Certes je passerais une année à t’entendre,
Sans regretter en rien ma maison, mes parents,
Tant j’éprouve de charme à tes récits de geste.
Mais quoi ! mes compagnons geignent sur mon vaisseau,
Dans la dive Pylos, et tu veux que je reste !
Pour tes présents, merci ; je n’attends qu’un joyau.

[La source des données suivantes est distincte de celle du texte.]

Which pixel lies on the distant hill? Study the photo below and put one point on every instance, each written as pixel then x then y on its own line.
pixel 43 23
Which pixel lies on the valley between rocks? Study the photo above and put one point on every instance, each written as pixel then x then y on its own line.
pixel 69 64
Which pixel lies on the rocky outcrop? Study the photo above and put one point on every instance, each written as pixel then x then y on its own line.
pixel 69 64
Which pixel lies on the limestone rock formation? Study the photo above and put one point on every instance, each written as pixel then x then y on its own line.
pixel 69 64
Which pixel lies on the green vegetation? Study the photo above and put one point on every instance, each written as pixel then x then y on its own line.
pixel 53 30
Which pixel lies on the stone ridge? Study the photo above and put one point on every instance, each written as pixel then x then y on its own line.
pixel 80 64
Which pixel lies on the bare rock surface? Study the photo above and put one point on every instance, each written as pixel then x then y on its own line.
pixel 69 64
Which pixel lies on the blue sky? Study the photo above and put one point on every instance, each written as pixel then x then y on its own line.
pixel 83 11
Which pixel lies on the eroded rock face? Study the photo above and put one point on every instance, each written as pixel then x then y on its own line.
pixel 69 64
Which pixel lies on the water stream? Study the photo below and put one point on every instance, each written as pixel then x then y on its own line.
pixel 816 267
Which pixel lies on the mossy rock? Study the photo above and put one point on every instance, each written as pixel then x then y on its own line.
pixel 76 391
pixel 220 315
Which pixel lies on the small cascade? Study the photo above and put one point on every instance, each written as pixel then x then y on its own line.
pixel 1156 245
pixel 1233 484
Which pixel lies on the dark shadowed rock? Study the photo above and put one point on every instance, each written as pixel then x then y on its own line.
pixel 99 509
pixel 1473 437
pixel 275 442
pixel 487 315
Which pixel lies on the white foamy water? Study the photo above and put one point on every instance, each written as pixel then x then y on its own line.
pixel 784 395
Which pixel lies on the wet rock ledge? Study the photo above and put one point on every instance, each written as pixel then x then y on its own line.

Tes coursiers n’iront point à ma côte natale ;
Je te laisse en jouir. Ton royaume est doté
De lotus, de souchet, de graine fromentale,
D’épeautre, d’orge blanche en folle quantité.
Ithaque ne contient ni plaines ni fourrages ;
Caprine, elle vaut mieux pourtant qu’un sol à foins.
Aucune île en pleins flots n’abonde en pâturages,
N’est propice au cheval, la mienne encore moins. »

Il dit ; et Ménélas, au cri de guerre habile,
Prit sa main en riant et lui darda ces mots :
« Noble est ton sang, mon fils, j’en juge à tes propos.
Eh bien, je changerai mes cadeaux, c’est facile.
Tu recevras de moi le plus beau des trésors
Que recèle en ses murs mon palais grandiose :
Un cratère artistique ; il est tout d’argyrose,
Et l’or pur savamment en couronne les bords.
C’est l’œuvre d’Héphestès ; je le tins de Phédime,
Roi des Sidoniens, quand m’accueillit son toit,
À mon retour en Grèce : il te revient de droit. »

Telle se prolongeait leur causerie intime.